Using a scanning tunnelling microscope (STM), scientists were able to atomically engineer a group of antiferromagnetically coupled atoms that stored a bit of data for hours at a low temperature.
They took advantage of the magnets inherent alternating spin directions to pack magnetic bits closer together than was previously possible to greatly increase the magnetic storage density without disrupting the state of the neighbouring bits.
IBM says that the ability to manipulate matter atom by atom could lead to the “vital understanding necessary to build smaller, faster and more energy-efficient devices.”
There is widespread consensus that the technology will reach the physical limits of Moore’s Law in the next decade and that alternative approaches are necessary to continue the rapid pace of computing innovation.
Moore’s Law states that the number of transistors on a microchip will double approximately every two years.
Instead of using disk drives that use one million atoms to store a single bit of information, this breakthrough, which may take between five and 10 years to be commercially viable, will enable users and businesses to store 100 times more data in the same place, according to researchers.
“The chip industry will continue its pursuit of incremental scaling in semiconductor technology but, as components continue to shrink, the march continues to the inevitable end point: the atom,” commented Andreas
“We’re taking the opposite approach and starting with the smallest unit – single atoms – to build computing devices one atom at a time,” he added.

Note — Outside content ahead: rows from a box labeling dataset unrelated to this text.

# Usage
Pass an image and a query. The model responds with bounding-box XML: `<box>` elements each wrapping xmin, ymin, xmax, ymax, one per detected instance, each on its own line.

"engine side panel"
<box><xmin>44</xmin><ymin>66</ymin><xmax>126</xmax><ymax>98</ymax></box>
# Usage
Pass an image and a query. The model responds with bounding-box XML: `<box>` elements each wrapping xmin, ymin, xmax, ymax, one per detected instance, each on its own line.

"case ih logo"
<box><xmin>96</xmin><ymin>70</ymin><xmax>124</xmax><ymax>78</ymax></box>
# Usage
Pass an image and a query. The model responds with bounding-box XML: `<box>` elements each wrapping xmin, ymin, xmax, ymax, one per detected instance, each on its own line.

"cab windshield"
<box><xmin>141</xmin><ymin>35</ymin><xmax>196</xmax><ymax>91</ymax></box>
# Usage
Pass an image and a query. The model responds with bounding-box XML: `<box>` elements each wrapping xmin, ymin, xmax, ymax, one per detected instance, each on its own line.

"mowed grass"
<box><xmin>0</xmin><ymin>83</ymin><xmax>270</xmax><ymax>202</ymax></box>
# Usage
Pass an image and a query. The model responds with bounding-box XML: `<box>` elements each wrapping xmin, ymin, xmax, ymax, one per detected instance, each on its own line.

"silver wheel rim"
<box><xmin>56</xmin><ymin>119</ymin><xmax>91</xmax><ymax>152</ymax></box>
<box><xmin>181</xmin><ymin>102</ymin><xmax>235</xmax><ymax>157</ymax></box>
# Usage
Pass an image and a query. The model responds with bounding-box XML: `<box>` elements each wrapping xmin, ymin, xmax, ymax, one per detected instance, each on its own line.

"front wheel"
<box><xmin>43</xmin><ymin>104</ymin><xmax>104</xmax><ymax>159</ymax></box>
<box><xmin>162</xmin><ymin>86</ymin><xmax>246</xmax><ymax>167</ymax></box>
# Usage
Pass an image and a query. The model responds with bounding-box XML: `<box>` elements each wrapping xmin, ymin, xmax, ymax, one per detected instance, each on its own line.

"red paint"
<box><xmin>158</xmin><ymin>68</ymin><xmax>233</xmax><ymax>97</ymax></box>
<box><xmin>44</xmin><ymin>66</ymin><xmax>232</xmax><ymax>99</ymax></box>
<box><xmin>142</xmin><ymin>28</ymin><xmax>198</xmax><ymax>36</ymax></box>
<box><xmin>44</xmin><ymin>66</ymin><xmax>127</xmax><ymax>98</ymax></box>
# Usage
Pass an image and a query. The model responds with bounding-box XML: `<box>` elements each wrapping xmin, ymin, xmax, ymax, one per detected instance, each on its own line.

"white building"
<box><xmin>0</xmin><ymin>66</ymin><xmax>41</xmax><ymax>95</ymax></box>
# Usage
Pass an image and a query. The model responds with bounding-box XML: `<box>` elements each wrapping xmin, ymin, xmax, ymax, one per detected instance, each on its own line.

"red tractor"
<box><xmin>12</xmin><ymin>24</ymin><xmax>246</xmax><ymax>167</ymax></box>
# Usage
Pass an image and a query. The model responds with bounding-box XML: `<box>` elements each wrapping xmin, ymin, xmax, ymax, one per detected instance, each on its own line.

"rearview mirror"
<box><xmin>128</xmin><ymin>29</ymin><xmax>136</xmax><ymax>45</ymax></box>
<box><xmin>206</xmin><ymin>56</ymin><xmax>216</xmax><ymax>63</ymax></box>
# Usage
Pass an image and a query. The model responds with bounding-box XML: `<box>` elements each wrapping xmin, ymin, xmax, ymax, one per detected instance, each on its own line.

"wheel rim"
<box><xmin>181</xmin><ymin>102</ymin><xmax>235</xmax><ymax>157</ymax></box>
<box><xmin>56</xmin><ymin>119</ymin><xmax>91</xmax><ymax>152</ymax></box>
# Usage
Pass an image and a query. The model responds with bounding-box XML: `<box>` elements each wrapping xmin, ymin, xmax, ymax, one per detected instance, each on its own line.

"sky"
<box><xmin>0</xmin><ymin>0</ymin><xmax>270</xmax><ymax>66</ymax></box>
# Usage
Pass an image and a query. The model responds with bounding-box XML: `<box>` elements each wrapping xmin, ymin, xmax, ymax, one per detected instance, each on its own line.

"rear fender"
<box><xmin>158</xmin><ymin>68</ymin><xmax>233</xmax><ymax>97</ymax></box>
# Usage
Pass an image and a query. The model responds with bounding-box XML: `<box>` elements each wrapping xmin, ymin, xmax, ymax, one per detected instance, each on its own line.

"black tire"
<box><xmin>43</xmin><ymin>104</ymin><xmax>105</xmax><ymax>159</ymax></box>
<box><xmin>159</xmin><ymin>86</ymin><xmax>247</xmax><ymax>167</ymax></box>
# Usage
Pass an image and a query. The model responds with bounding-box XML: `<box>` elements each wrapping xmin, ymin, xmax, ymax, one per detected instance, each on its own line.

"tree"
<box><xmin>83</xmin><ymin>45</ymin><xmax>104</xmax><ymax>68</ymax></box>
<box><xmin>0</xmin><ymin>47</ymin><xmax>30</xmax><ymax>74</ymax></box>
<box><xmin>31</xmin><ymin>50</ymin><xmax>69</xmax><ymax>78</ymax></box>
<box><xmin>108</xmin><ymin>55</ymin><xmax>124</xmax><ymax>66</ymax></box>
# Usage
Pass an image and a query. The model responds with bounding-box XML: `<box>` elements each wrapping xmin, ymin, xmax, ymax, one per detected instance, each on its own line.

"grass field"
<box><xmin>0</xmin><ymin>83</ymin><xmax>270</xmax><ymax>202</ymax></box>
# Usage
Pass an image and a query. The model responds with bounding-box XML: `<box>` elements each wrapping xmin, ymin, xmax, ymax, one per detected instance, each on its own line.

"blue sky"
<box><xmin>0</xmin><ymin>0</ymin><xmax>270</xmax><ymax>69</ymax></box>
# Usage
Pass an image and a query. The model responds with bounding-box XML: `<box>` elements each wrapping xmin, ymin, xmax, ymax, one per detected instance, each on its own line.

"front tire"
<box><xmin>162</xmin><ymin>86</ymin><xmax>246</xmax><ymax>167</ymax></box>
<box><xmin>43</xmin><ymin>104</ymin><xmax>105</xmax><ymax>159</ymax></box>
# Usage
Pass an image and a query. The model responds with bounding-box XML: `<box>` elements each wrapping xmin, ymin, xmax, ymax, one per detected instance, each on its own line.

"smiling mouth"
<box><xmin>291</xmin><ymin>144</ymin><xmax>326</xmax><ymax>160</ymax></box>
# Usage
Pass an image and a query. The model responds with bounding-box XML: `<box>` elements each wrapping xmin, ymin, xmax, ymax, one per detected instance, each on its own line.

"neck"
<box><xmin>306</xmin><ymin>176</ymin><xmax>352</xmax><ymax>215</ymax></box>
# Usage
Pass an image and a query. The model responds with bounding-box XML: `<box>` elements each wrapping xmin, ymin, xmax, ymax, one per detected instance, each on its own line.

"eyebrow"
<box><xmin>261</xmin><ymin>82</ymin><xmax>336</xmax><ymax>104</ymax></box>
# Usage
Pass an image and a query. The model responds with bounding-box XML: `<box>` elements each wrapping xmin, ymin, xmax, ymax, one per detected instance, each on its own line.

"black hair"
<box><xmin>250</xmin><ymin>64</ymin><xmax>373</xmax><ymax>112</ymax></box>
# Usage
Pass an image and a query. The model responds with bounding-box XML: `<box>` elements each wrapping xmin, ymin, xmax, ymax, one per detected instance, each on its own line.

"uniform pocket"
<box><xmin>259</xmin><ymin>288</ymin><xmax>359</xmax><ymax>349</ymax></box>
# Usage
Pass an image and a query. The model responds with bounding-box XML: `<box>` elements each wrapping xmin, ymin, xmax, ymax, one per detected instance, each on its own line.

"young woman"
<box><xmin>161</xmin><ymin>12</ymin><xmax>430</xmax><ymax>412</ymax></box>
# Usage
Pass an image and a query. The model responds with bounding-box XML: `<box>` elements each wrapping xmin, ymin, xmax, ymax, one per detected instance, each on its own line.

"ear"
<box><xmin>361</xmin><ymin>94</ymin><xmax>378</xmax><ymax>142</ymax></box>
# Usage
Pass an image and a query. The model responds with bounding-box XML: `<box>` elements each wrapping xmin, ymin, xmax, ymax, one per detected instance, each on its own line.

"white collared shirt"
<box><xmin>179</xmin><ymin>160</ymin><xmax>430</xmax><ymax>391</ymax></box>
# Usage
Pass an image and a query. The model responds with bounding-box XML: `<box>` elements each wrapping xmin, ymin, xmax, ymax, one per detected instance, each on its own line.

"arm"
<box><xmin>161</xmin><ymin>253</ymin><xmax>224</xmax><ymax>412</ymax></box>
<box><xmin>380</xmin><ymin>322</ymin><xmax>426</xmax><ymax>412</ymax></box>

The findings build on previous reports by IBM researchers, including one in September 2010 in which a technique that measured how long a single atom could hold data was outlined. Researchers used the STM to study the behaviour of atoms at a speed million times faster than before, which provided the basis for a study to ascertain whether information could be reliably stored on one atom.
At the other end of the scale, researchers at Almaden have also been working on a hard disk system capable of storing 120 petabytes, or more than 120 million gigabytes.